Targeted therapies are drugs designed with the knowledge of the target’s mechanism of action and biochemical role. In contrast, traditional drug discovery is more happenstance. Compounds, such as natural products, are screened against a number of targets or cells; the ones that show an effect are then studied to understand why selectivity exists.
Targeted therapies are considered to be a relatively new paradigm in drug discovery. The sequencing of the human genome and the following genomic revolution have dramatically increased the number of possible biological targets. As Vern Schramm at the Albert Einstein College of Medicine of Yeshiva University points out, drugs used to be found by screening combinatorial chemical or natural product libraries. This now means that medications in the U.S. Food and Drug Administration’s current approved list hit perhaps just 1 percent of the biological molecules that can be targets. “We’ve really only scratched the surface,” says Schramm.
Much of the excitement about targeted therapies is seen in the cancer world. Historically, a number of chemotherapeutic drugs, like the purine analogs that Hanson took, were little more than poisons that attacked rapidly dividing cells, both healthy and cancerous.
Therapies for other diseases, such as autoimmune, psychiatric and cardiovascular conditions, fared better. “You knew there was a molecule that was involved in a particular pathology, and you targeted it,” says John Kyriakis of Mercury Pharma.

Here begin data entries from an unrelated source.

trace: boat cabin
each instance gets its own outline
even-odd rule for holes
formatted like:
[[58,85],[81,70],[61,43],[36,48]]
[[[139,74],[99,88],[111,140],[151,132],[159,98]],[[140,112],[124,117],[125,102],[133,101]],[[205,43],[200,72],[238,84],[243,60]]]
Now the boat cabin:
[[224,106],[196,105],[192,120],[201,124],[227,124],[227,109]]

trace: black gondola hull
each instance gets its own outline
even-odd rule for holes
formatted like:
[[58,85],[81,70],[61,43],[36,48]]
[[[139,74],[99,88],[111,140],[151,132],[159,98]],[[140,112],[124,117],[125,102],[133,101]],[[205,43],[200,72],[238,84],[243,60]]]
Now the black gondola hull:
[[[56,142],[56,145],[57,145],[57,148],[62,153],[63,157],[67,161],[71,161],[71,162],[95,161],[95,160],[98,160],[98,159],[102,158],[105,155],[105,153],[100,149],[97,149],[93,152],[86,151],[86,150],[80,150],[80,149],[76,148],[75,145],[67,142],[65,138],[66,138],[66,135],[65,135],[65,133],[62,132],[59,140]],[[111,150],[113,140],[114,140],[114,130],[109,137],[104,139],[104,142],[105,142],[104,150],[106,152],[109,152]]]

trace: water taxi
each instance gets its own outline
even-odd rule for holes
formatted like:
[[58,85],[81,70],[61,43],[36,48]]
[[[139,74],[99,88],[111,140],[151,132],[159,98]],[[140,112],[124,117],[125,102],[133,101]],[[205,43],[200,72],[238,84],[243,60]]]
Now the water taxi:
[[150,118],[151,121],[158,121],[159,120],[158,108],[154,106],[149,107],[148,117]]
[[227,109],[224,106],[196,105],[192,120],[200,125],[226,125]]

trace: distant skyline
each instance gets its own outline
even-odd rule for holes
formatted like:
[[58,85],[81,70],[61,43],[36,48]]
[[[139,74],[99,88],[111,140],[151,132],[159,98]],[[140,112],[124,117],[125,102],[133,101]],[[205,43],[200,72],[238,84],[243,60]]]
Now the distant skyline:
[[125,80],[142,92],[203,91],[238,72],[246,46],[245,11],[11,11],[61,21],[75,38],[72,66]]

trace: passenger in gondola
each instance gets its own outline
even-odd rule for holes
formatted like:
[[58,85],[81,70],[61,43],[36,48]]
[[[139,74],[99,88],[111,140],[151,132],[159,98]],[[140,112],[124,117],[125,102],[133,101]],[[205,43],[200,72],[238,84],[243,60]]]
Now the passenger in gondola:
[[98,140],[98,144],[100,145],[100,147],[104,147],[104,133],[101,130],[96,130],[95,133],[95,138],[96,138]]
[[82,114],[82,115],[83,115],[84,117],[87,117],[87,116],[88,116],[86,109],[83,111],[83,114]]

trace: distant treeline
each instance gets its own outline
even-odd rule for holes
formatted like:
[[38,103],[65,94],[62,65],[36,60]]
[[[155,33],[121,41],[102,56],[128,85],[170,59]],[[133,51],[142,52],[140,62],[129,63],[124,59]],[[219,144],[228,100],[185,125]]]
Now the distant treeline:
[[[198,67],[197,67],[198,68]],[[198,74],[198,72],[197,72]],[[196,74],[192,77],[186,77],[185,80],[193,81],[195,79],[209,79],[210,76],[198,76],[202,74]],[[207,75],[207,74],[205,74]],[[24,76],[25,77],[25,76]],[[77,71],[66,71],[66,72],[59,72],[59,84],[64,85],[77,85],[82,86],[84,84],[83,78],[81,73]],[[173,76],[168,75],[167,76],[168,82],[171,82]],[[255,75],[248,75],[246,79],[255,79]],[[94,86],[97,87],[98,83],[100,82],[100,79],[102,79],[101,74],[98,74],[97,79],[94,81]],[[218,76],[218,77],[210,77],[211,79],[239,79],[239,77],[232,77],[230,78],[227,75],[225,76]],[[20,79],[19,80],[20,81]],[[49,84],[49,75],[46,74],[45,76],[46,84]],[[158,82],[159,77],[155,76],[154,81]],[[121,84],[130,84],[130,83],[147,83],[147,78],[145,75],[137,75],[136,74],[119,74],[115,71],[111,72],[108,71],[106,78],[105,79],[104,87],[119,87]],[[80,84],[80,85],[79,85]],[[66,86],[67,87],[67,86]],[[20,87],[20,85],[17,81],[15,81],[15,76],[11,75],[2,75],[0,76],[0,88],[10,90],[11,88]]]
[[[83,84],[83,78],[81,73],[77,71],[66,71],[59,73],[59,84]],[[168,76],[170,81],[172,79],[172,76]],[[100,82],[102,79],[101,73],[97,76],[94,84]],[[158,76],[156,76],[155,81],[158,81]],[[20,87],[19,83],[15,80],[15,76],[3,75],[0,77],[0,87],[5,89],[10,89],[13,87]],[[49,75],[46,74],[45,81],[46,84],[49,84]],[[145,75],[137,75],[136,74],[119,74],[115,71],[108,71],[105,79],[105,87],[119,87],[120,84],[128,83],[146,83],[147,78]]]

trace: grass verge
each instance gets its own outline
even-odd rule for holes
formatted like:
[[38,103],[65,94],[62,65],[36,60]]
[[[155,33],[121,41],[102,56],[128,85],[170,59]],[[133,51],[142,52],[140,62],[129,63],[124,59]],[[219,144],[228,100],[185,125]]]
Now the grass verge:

In-depth molecular knowledge was missing for many kinds of cancers for a long time.
But the notion of targeted therapies for cancer is a longstanding one. As Siddartha Mukherjee explained in his Pulitzer prize-winning book “The Emperor of All Maladies,” Paul Ehrlich, who won the 1908 Nobel Prize in medicine, dreamed of finding a magic bullet that could distinguish between malignant and normal cells. Stanley Farber and dozens of other physicians and scientists followed him, hunting for chemicals that could specifically seek out cancer cells.